Just a rule of thumb (I learned this the hard way lol) putting the training pads down (wee wee and etc) is a TERRIBLE idea. it shows the dog that that spot is where they are supposed to pee >.< 
Maybe that could be why? Also, some dogs just really dont do well in the crate. My nanas boxer was one of them, when he was left outside of the house though he was fine, and on another forum Im a part of a girl had the same issue and when she decided to leave her dog out of the crate he did perfectly fine (he was doing #1 and #2 in the crate constantly and making himself sick.
Good luck!


----------



## Celt (Dec 27, 2010)

I can't offer much help since, except for when Scotty broke his leg, we've never crated the boys. I just wanted to say that neither of the boys has ever whined when they've needed out. Scotty stares intently at either the door or a person when he needs to go without making a sound (until recently when he "huffed" one time in the middle of the night). Blaise is a little more physical, he comes and bats (smacks) at a person then "bounces" around the room/house (was a tad difficult to figure out this was his way of asking for out). Iggies are notorious for being "slow" to house train.


----------



## swolek (Mar 31, 2011)

Celt said:


> I can't offer much help since, except for when Scotty broke his leg, we've never crated the boys. I just wanted to say that neither of the boys has ever whined when they've needed out. Scotty stares intently at either the door or a person when he needs to go without making a sound (until recently when he "huffed" one time in the middle of the night). Blaise is a little more physical, he comes and bats (smacks) at a person then "bounces" around the room/house (was a tad difficult to figure out this was his way of asking for out). Iggies are notorious for being "slow" to house train.

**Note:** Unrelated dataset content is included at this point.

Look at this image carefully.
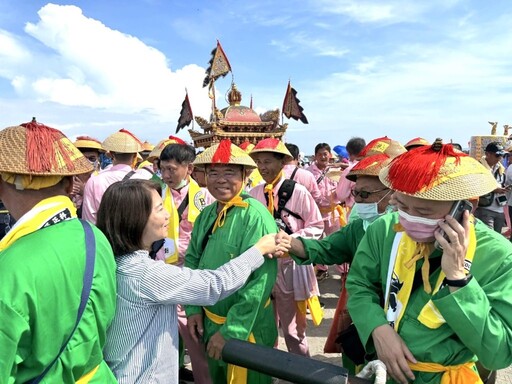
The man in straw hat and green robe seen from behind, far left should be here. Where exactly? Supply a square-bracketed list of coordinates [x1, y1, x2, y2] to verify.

Our Cockers are the same way. We have three and none of them cry except occasionally Bambi if she's desperate (like feeling sick). Sophie stares intently and sometimes goes near the door, Bambi sits in front of the person and stares, and Gracie gives a quick glance, walks over to the door, and uses her pee pad if no one takes her out that second or taps her shoulder (haha). Some dogs just don't use vocalizations and it takes a bit of work to learn the signs. My Dachshund, Rocky, never let me know at all. I had to take him out frequently and hope for the best (the breed is known for being tricky to house-train and I believe Italian Greyhounds are too).


----------